DP-63 — Multilingual labels & CIDOC @lang convention across the EM stack

DP-63

Multilingual labels & CIDOC @lang convention across the EM stack

Core Language v1.6 StratiGraph ↗ s3DgraphyEMtoolss3D config (rules)

Description

EM has been multi-disciplinary from the start (archaeology, philology, conservation, 3D modelling) and increasingly multi-country (Italy, Spain, Germany, Romania, Greece, the Arabic-speaking sites, the UK and Northern Europe contributors). The data has always been multilingual; the formalism, until DP-63, has not. The TBox of em.ttl (the OWL ontology declared inside the em: namespace) already uses RDF 1.1 language tags consistently — every rdfs:label carries @en — but the ABox (the instance data the RDF exporter writes out) emits literals without any tag, and the s3dgraphy datamodel has no notion of “this text is in language X”. Two corollaries: a triplestore can’t answer FILTER(lang(?label) = "it") on EM data, and a node imported from a non-English site loses the linguistic provenance of its text the moment it crosses into the property graph.

DP-63 closes that gap end-to-end. The handle is the RDF 1.1 language-tag convention — "Tempio Grande"@it is a distinct literal from "Great Temple"@en, queryable in SPARQL, idiomatic for CIDOC-CRM consumers, native to every triplestore. The work splits across three layers (TBox, ABox, datamodel) plus the import / UI plumbing that ties the source language into each new node.

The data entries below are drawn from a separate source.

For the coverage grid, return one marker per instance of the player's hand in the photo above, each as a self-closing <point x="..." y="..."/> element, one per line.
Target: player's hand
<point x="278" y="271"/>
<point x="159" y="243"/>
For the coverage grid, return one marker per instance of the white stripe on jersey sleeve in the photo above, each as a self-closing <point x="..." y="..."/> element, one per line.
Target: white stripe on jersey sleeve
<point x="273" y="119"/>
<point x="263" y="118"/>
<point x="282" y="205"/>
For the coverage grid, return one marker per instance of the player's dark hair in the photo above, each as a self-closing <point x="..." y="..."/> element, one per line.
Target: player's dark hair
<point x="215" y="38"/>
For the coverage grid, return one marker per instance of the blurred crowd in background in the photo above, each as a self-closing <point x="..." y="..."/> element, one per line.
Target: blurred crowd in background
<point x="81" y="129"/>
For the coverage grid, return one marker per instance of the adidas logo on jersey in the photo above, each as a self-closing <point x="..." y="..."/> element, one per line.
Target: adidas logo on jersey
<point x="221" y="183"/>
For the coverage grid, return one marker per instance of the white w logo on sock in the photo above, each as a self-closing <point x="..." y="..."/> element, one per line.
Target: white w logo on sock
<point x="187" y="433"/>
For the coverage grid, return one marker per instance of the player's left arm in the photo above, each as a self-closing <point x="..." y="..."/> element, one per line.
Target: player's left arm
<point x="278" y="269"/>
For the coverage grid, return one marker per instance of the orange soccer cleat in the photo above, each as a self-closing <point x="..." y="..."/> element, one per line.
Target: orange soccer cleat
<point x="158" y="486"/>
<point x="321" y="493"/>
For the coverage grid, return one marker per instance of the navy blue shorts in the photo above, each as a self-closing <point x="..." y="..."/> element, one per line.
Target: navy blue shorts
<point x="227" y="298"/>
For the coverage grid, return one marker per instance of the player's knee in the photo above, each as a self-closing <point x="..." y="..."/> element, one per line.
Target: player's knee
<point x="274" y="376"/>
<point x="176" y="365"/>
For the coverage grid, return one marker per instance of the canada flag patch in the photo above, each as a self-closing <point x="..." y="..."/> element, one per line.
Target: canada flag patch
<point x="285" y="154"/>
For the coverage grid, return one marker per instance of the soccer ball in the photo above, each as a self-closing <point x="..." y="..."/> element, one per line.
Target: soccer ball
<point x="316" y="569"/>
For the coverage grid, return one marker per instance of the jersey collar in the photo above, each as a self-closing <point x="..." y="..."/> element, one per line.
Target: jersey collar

TBox — curated translations of em.ttl. The existing 50 rdfs:labels become 50 × N as we add languages alongside English. Italian first (the EM home language), then probably Spanish and German given the active 3DSC + StratiGraph user base. The work is curated, not architectural: a translator goes through JSON_config/em.ttl and writes the @it companion next to every @en. SKOS gets layered on top for the E55_Type qualia (skos:prefLabel + skos:altLabel per language) so the v4.0 expanded qualia vocabulary (height, color, aesthetic_value, …) becomes properly multilingual. The Subjectivity Project (DP-08) and the Vocabulary Project (DP-09) are the natural homes for the curated lexicographic work — DP-63 is the enabling shape, not the translation effort itself, which sits with the people who do that translation well.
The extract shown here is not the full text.